In case you missed the news: Your government, specifically the Bush administration, has just created a White House office for global propaganda. They are not calling it that, of course. They are calling it the Office of Global Communications. Its purpose: to explain and promote U.S. policies and actions to the rest of the world. Or, as White House spokesman Ari Fleischer said, the new office will put out the word about ``what America is all about and why America does what it does.''
Call it what they will, it's propaganda, at least in my book, a well-worn edition of the college edition of the Webster's New World Dictionary of the American language. According to this source, the word propaganda comes from a standing committee of cardinals of the Roman Catholic Church, the Congregation for the Propagation of the Faith. By extension, its current meaning is ''any organization or movement working for the propagation of particular ideas, doctrines, practices, etc.,'' as well as ``the ideas, doctrines, practices, etc., spread in this way.''
Using the euphemism ''communications'' instead of propaganda is good public relations on the part of the administration. Propaganda is a word with a bad image. Propaganda is a one-way street, top-down, Big Brother. Communications, on the other hand, has a warm, fuzzy ring, implying mutuality, receiving as well as sending, listening as well as speaking.
The purpose of the Office of Global Communications lies more in the propagation of the American faith as seen through the lense of the Bush White House than in an international exchange of information and opinions. Call it, perhaps, the ``Office of Global One-Way Communications.''
That, indeed, is how some members of the international audience the office is meant to influence are reading the new initiative. Meant to sway mostly hostile Muslim and Third World publics, the Office of Global Communications is being met with skepticism even by the media of countries friendly to the United States. U.S. ad campaign asks world to buy American policies, read a headline in the Canadian Globe and Mail. The story goes on to say that the new office amounts to ``an apparent effort to teach the world to sing in perfect harmony.''
Beyond the issue of whether such a transparent campaign will work, the question is why we need a new global propaganda agency.
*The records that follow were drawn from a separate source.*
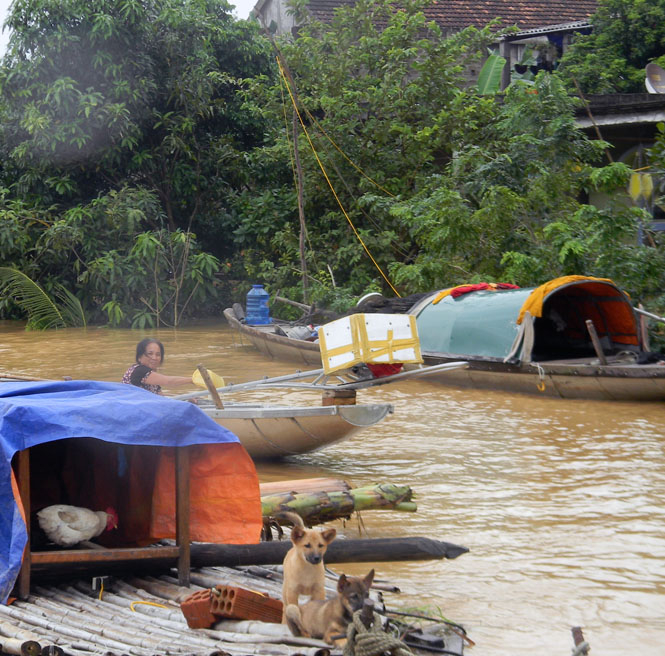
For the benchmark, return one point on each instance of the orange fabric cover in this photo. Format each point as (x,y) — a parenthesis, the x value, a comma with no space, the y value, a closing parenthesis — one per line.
(139,482)
(534,302)
(225,502)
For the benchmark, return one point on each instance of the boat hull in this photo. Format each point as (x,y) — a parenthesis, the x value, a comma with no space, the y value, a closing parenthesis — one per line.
(275,346)
(568,380)
(269,432)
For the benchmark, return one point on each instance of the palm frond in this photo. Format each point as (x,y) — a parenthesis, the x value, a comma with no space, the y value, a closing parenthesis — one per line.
(29,296)
(70,307)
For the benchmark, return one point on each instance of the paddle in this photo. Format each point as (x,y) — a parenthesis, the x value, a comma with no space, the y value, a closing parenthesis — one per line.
(291,380)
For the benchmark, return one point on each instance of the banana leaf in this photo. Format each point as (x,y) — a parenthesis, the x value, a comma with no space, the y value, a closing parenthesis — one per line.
(489,80)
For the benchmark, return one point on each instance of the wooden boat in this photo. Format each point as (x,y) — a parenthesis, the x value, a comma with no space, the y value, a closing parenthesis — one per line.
(572,337)
(268,431)
(272,342)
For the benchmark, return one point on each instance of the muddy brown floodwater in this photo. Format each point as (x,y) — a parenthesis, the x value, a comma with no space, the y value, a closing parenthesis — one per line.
(561,503)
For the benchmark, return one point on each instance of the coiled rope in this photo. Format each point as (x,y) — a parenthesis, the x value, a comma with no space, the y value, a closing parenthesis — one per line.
(372,641)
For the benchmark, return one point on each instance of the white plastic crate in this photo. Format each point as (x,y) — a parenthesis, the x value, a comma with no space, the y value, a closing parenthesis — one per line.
(373,338)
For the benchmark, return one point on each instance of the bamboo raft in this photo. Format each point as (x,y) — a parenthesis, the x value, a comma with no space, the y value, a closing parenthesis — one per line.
(141,616)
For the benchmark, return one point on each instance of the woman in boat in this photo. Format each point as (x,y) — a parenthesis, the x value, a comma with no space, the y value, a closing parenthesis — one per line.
(149,357)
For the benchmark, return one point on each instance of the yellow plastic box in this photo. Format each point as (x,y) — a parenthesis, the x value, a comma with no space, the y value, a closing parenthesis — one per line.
(374,338)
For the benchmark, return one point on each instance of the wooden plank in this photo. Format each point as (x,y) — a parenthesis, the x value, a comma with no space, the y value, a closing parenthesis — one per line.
(104,555)
(304,485)
(182,514)
(23,481)
(596,342)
Don't we already have the State Department, its Office of Global Diplomacy, as well as other public and private organizations to put out the good word?
The reason is that all these efforts have not prevented many people around the world, and not just in the Arab countries or the less-developed regions, from detesting the policies of the current U.S. government.
As a recent report of the Council on Foreign Relations concluded, the United States has a serious and global image problem. ''There is little doubt that stereotypes of the United States as arrogant, self-indulgent, hypocritical, inattentive and unwilling or unable to engage in cross-cultural dialogue are pervasive and deeply rooted,'' the report read.
But is an office of global propaganda a good way to win hearts and minds, or will it exacerbate the feeling that this country is out to control the world in its own interest?
A better approach would be to show what the Declaration of Independence calls ''a decent Respect to the Opinions of Mankind'' by creating an Office for Global Dialogue to listen to the world and maybe learn something we can use to implement policies that don't meet with universal rejection.